数年前の冬、父方の祖母が亡くなりました。祖母はその時94歳になったばかりということで、遺された私達はもちろん悲しみもありましたが、どこか穏やかな優しい雰囲気の葬儀となりました。その葬儀で唯一気がかりというか、心残りだったのが、長年闘病生活を続けていて入院中だった伯父のことです。

父は男ばかり三人兄弟の真ん中で、末っ子である伯父は兄弟の中でも唯一独身でした。父の話によれば、子供の頃から伯父は体が弱いということもあり、兄弟の中でも人一倍可愛がられて育ったそうです。成長してからも甘えっ子のままで、「母が一番大事」というのが口癖でした。母である祖母自身も兄弟皆に平等に接しようとしながらも、無意識のうちに伯父を一番可愛がってるようなところもあったようです。

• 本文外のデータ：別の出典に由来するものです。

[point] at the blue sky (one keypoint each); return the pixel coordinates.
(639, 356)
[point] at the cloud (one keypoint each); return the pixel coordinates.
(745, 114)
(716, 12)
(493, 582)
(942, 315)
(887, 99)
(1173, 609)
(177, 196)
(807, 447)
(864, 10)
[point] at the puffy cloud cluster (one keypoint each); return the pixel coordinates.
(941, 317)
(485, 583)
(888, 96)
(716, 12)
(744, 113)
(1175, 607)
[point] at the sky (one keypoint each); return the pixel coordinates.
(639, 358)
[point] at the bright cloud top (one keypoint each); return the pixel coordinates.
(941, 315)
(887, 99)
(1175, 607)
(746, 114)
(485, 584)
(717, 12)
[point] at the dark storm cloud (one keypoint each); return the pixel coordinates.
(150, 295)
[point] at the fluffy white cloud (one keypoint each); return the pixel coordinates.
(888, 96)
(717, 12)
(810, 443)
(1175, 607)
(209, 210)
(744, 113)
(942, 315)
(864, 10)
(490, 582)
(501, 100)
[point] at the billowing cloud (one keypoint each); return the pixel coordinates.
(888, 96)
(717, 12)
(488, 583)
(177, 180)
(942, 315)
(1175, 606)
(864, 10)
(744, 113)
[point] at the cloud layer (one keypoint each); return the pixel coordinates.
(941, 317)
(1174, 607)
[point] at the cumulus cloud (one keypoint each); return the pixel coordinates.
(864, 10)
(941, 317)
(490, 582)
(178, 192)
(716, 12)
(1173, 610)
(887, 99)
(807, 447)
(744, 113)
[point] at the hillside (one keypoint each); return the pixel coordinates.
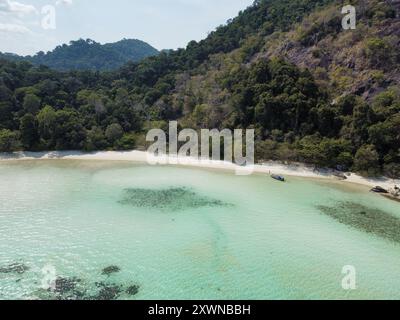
(314, 92)
(90, 55)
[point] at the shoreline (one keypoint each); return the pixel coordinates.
(271, 167)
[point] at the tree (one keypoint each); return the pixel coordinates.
(9, 141)
(95, 139)
(46, 124)
(114, 132)
(31, 103)
(127, 142)
(366, 161)
(392, 170)
(28, 131)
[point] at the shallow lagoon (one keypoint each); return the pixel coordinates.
(179, 233)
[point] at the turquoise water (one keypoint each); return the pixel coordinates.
(179, 233)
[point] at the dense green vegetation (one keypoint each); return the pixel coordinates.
(264, 69)
(90, 55)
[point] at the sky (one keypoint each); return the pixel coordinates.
(29, 26)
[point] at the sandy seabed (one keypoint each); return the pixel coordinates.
(298, 170)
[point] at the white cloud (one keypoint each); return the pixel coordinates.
(64, 2)
(9, 6)
(15, 28)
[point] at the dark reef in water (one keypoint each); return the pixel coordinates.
(108, 291)
(17, 268)
(366, 219)
(76, 289)
(174, 199)
(110, 270)
(133, 290)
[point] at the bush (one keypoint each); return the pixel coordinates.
(9, 141)
(366, 161)
(127, 142)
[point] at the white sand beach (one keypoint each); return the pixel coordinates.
(271, 167)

そんな伯父のことですから、大好きな祖母の最後のお別れであるお葬式には何が何でも参列したかっただろうと思います。父と叔父も、その気持ちはよく分かっていたので、なんとかできないかと相談もしていたようです。しかし、寒い時期ということもあって、伯父は葬儀への参加を見合わせました。

伯父のいない祖母の葬儀は、どこか欠けた部分があるような気がしてしょうがありませんでした。伯父のことが大好きな祖母も、もしかしたら少し寂しさを感じてるんじゃないかと感じました。

その四十九日法要の少し前のことです。伯父が亡くなったという報せが来ました。

その報せを聞いたとき、私は悲しいという気持ちよりも先に、伯父のことと祖母のことを想って、「二人とも寂しくないね」という言葉が自然に出てきました。

傍から見ても、伯父の闘病生活は長く、苦しく、辛いものでした。生涯独身だった伯父にとっては、祖母が最も身近で誰にも代えがたい大事な人でもあったのだと思います。
祖母にとっても、いつまでも甘えっ子な末っ子をのこしていくことに、もしかしたら心残りがあったかもしれません。

そんな二人の続けての訃報に、変な言い方かもしれませんが、ぼんやりと暖かな気持ちになりました。
きっと、今は向こうで仲良く親子で過ごしていると、そう思います。